Association of hospital for-profit status with clinical and financial outcomes following emergency general surgery
Background
The impact of for-profit (FP) hospital ownership on healthcare outcomes has garnered increasing attention in recent years with limited work linking FP status with lower quality of care and higher costs. However, outcomes emergency general surgery (EGS) at FP hospitals remains unknown.
Methods
All non-elective adult (≥18 years) hospitalizations entailing EGS (appendectomy, cholecystectomy, laparotomy, large bowel resection, perforated ulcer repair, or small bowel resection), within 2 days of admission, were tabulated from the 2016 to 2021 National Inpatient Sample.
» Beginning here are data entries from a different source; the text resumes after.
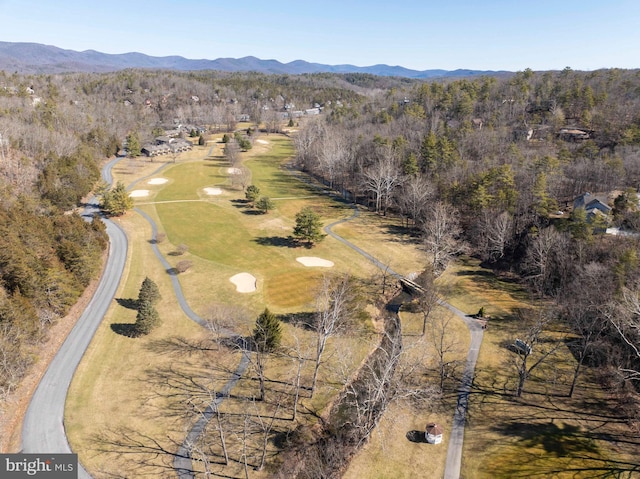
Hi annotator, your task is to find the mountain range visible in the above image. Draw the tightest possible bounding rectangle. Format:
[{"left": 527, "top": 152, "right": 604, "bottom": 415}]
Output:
[{"left": 0, "top": 42, "right": 508, "bottom": 78}]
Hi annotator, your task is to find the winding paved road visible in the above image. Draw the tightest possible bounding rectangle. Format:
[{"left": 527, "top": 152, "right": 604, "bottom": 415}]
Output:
[
  {"left": 22, "top": 161, "right": 127, "bottom": 479},
  {"left": 442, "top": 302, "right": 484, "bottom": 479},
  {"left": 324, "top": 205, "right": 484, "bottom": 479},
  {"left": 22, "top": 151, "right": 483, "bottom": 479}
]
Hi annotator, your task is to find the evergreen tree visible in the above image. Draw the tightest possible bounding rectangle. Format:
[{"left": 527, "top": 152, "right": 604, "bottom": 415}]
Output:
[
  {"left": 138, "top": 277, "right": 161, "bottom": 306},
  {"left": 127, "top": 132, "right": 142, "bottom": 156},
  {"left": 256, "top": 196, "right": 275, "bottom": 213},
  {"left": 244, "top": 185, "right": 260, "bottom": 203},
  {"left": 100, "top": 181, "right": 133, "bottom": 216},
  {"left": 135, "top": 301, "right": 160, "bottom": 336},
  {"left": 293, "top": 206, "right": 325, "bottom": 245},
  {"left": 253, "top": 308, "right": 282, "bottom": 352}
]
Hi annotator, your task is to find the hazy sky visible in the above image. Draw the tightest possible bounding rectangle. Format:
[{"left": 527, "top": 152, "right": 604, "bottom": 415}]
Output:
[{"left": 0, "top": 0, "right": 640, "bottom": 71}]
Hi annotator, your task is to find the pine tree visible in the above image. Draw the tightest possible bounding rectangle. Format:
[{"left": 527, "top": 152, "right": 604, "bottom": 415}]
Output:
[
  {"left": 256, "top": 196, "right": 275, "bottom": 213},
  {"left": 135, "top": 301, "right": 160, "bottom": 336},
  {"left": 138, "top": 277, "right": 161, "bottom": 306},
  {"left": 293, "top": 207, "right": 325, "bottom": 245},
  {"left": 101, "top": 181, "right": 133, "bottom": 216},
  {"left": 253, "top": 308, "right": 282, "bottom": 352},
  {"left": 244, "top": 185, "right": 260, "bottom": 203}
]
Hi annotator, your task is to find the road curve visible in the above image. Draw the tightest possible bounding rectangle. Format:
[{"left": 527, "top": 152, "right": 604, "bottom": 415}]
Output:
[
  {"left": 22, "top": 161, "right": 128, "bottom": 479},
  {"left": 442, "top": 302, "right": 484, "bottom": 479}
]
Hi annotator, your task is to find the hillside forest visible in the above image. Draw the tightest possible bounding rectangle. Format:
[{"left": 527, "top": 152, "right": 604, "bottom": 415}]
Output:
[{"left": 0, "top": 64, "right": 640, "bottom": 428}]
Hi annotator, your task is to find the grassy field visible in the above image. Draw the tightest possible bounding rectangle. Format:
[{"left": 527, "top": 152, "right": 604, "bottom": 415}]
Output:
[
  {"left": 65, "top": 135, "right": 638, "bottom": 479},
  {"left": 443, "top": 259, "right": 638, "bottom": 479},
  {"left": 65, "top": 136, "right": 408, "bottom": 478}
]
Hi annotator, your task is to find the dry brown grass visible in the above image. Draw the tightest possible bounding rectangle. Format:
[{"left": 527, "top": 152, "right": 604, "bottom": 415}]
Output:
[
  {"left": 443, "top": 259, "right": 639, "bottom": 479},
  {"left": 65, "top": 137, "right": 390, "bottom": 478}
]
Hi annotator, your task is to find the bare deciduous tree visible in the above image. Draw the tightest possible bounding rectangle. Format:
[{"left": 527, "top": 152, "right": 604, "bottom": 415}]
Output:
[
  {"left": 511, "top": 309, "right": 562, "bottom": 397},
  {"left": 422, "top": 201, "right": 464, "bottom": 276},
  {"left": 311, "top": 274, "right": 353, "bottom": 396}
]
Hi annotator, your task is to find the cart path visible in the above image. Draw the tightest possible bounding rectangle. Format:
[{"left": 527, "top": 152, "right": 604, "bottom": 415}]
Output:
[{"left": 324, "top": 205, "right": 484, "bottom": 479}]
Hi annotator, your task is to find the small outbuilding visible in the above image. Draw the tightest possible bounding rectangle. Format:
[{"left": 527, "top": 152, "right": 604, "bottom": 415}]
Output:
[{"left": 424, "top": 422, "right": 444, "bottom": 444}]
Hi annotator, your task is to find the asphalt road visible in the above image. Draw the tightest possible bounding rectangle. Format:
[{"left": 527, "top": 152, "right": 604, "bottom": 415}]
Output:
[
  {"left": 324, "top": 206, "right": 484, "bottom": 479},
  {"left": 442, "top": 302, "right": 484, "bottom": 479},
  {"left": 22, "top": 160, "right": 127, "bottom": 479},
  {"left": 22, "top": 215, "right": 127, "bottom": 479}
]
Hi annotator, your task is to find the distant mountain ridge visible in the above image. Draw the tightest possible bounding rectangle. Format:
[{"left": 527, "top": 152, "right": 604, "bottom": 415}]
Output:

Multivariable models were constructed to evaluate the independent associations between hospital FP status with key clinical and financial outcomes.
Results
Of an estimated 2,124,394 patients, 337,950 (16 %) were classified as FP. Compared to others, the FP cohort was younger, of lower comorbidity burden, and more frequently in the lowest income quartile. After risk adjustment, care at FP hospitals was associated with a greater likelihood of in-hospital mortality or any major complication (Adjusted Odds Ratio [AOR] 1.15, 95 % Confidence Interval [CI] 1.12–1.18), including infectious (AOR 1.22, 95 % CI 1.18–1.26), respiratory (AOR 1.26, 95 % CI 1.21–1.31), and renal sequelae (AOR 1.12, 95 % CI 1.08–1.16). While associated with reduced per-patient hospitalization costs (β -$2910, 95 % CI -3180,-2640), treatment at FP institutions was associated with increased odds of non-home discharge (AOR 1.09, 95 % CI 1.05–1.13).
Conclusions
Care at for-profit hospitals appears to be associated with greater risk of morbidity and nonhome discharge. Future work is needed to consider the factors contributing to greater morbidity, and developing interventions aimed at improving quality of care.